In which case the browser would happily display to you just the following text literally, with no additional decoration:
Hello there!
HTTP, the rest
The rest of the protocol describes additional semantics of requests, including behavior like:
- How to manage connections
- Recommended or required behavior like handling errors in HTTP messages, or requests for non-existent or restricted content.
- Handling of additional metadata including ways to indicate compressed data
- Basic authentication schemes (login)
- Alternate ways to encode and transfer the content data
- Extensions to the standard
I'll elaborate more on some of these in later posts.
Everything I've described so far pertains to version HTTP/1.1 of the protocol, which is still pretty widely used and supported. HTTP/2 is somewhat similar semantically, but contains upgrades to the syntax of messages and efficiency of data transfer. To my understanding, HTTP/3 is significantly different; it even uses a different transport protocol.
Project goals and scope
You've sure been talking a lot. What are you actually doing?
The goal is to write my own server and client software in Common Lisp. Here are the rules:
- I must write any features or capability defined by the HTTP standard myself.
- I may use existing code and libraries for additional features or helper code not specified by the HTTP standard.
- I must focus on standard compliance and correctness
- I should not prioritize performance (speed), especially not before the server is fully capable (whoops)
Here are some of the components I will implement myself (some of which I haven't yet discussed yet):
- HTTP/1.1 message parsing
- Chunked Transfer encoding; I'll cover this in a later post
- A minimal and extensible HTTP server that behaves in accordance with the HTTP/1.1 standard and is capable of handling multiple connections in parallel. The server will be able to serve content to clients, including web browsers.
- A low level, minimal and extensible HTTP client that behaves in accordance with the HTTP/1.1 standard. The client will be able to download and upload content from the web.
I may implement support for:
- WebSockets
- HTTP/2 (again, pipe dream)
I may use existing libraries to support:
- TLS
I will not be implementing:
- DNS, TCP, or IP (of course, since these are handled by the OS)

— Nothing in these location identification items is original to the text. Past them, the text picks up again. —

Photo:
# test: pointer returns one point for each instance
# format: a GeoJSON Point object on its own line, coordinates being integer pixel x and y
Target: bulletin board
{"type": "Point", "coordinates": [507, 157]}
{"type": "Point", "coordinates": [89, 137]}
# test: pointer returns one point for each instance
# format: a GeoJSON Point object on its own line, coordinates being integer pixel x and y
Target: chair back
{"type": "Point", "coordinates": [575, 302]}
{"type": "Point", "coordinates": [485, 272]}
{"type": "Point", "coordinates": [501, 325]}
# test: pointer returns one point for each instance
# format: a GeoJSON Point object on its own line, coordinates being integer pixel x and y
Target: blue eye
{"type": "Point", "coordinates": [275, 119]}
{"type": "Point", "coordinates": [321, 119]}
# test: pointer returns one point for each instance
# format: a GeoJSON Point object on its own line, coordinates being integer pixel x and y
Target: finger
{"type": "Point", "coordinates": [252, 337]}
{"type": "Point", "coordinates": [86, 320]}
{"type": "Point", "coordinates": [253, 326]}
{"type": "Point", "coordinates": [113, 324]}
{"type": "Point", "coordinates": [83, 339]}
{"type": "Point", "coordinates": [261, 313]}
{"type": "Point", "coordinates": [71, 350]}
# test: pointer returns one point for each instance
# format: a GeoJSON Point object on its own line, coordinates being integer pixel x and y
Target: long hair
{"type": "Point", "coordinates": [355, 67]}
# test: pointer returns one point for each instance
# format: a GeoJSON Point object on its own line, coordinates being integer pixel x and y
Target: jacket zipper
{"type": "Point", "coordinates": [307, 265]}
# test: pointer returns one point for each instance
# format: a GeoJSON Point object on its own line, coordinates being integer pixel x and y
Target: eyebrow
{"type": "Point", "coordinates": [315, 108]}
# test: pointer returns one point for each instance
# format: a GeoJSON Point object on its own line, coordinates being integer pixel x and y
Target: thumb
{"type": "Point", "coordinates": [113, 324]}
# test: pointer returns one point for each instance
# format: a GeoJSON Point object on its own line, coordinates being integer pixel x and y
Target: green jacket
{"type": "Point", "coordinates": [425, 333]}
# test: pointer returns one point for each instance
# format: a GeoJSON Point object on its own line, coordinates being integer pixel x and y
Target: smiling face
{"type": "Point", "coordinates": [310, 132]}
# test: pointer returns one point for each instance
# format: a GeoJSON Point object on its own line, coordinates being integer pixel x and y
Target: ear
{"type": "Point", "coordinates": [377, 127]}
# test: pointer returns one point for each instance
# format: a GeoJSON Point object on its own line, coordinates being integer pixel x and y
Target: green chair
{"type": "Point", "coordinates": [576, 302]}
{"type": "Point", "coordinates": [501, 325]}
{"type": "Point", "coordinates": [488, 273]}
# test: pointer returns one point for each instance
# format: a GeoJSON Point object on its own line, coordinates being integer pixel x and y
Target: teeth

- Support for HTTP versions below HTTP/1.1 (sheesh, update your software)
- Data compression (…though this would be a fun aside, separately)
- Anything even remotely close to a browser that renders content or understands HTML, CSS, or JavaScript.
Anyway, that's it. Wish me luck. If you don't hear from me on this again, maybe I gave up. See you on the flip.
Footnotes:
Okay, this is oversimplified, but it's a useful simplification. Websites can also be stored or duplicated across multiple computers, or generated on the fly, or generated locally by your browser using JavaScript. Still, the instructions to do this ultimately sit on someone else's computer(s).
TCP can also facilitate communication between a software client and server on the same computer. This is kinda no different to TCP connections between different computers; the client software just requests data from its own computer's IP address on a particular port. There's a special IP address that always refers to "this computer" (127.0.0.1) that prevents the data having to go through other network devices at all.
Think of it like a river of binary data flowing between computers over the network, in chunks of 8 bits called a byte. We generally don't have to think too much about how to turn data (text, files) into bytes; we have existing interfaces that do this for us.
HTTP/3 does require it, but it's also built on top of UDP and not TCP, so that's fun.
In fact you don't need an IP address to register a domain. You can just register it and hold on to it without using it. You may do this in good faith, for example because you have plans for a future website. Some people do this to re-sell domains that are or may become high-value; this is called domain squatting. Don't do that, probably.
If you're curious about how text becomes or is represented as bytes, congrats, you've discovered character encoding. Godspeed.
In fact, there are other ways to indicate to the client when to stop reading the data, but we'll cover that later.